Essentially, I am trying to practice what still some days feels like a stretch for me: that my body is me and that the way I, as an inspirited body, show up every day is not good or bad but simply human. Even getting to this point has taken two seminary classes on sexuality and sexual ethics and lots of reading. I also find it extremely helpful to make a regular practice of meeting with a counselor who can help me navigate my own shame and recover from it.

(*Farley, Margaret A. Just Love: A Framework for Christian Sexual Ethics. New York: Continuum International Pub. Group, 2008. Print.)


brian-g-murphy.jpg

Brian Murphy

Absolutely. For the first few years after I came out, shame around sexuality — sexuality in general and my queerness in particular — made it difficult for me to articulate my desires and so I often stumbled into them unprepared — at parties, while drinking, late at night after months of abstinence. In hindsight, most (but certainly not all) of my romantic and sexual experiences in those early years were positive. But at the time, my shame told me to judge them. You should feel bad about that blowjob, you shouldn’t have slept with that guy you’re dating so soon, God doesn’t want you to be gay so you should break up with this really sweet guy.

Taking a break from “trying to figure it out” when it came to my faith and sexuality was an important step, being around secular queer folks and queer folks of faith who were already comfortable in their sexuality, being gentle with myself, reading not just academic books about “Homosexuality and the Bible” or whatever but also reading poetry and novels. Allowing myself to dream about a future where I was happy and fulfilled and fully my queer Christian self even if I didn’t quite know the exact steps to take yet.


bukola-2.jpg

Bukola Landis-Aina

Like many, I had been taught that both sex before marriage and homosexuality were sinful.  After years of staunchly shutting down the possibility of sexual encounters with men, I tumbled headlong into relationship with a woman with little resistance.  It was not what I had been tempted by and guarding against for all those years.

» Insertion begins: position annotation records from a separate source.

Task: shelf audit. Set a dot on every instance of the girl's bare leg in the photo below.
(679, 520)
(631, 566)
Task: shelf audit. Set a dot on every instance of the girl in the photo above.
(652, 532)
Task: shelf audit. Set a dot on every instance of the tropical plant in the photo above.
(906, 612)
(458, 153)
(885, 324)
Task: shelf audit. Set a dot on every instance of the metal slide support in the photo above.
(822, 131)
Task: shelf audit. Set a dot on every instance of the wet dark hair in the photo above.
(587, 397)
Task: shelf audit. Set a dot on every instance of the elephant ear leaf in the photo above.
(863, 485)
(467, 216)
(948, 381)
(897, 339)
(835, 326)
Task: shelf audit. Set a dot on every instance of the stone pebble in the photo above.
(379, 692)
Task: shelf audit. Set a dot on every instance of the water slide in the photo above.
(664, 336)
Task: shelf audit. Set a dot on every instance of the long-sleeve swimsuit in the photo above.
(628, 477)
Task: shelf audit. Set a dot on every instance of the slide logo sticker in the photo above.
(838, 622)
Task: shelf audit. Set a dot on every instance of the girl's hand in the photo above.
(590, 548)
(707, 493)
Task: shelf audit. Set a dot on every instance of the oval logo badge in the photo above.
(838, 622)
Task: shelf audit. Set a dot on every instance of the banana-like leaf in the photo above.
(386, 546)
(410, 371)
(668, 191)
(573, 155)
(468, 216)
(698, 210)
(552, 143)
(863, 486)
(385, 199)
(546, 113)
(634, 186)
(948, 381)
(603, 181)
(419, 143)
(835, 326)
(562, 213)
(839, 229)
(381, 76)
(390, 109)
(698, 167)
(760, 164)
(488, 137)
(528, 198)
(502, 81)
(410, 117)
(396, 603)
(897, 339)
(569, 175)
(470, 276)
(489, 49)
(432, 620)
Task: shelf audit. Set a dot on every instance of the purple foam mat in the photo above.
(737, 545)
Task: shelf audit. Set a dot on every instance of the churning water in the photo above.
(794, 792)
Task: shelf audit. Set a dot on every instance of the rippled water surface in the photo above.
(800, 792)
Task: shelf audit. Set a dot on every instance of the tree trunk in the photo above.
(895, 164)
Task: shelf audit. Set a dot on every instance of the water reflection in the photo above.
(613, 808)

So this led to overwhelming shame attacks and in response I would cut things off with my girlfriend.  I finally had to have a major come to Jesus moment and with prayer and reminding myself of God’s promises that nothing could ever separate me from the love of God, ever, ever, ever... eventually, I felt at peace about my decision to pursue the relationship despite continued turmoil over my unsettled and unsettling changes in theology, sexual ethics and not to mention my closeted relationship.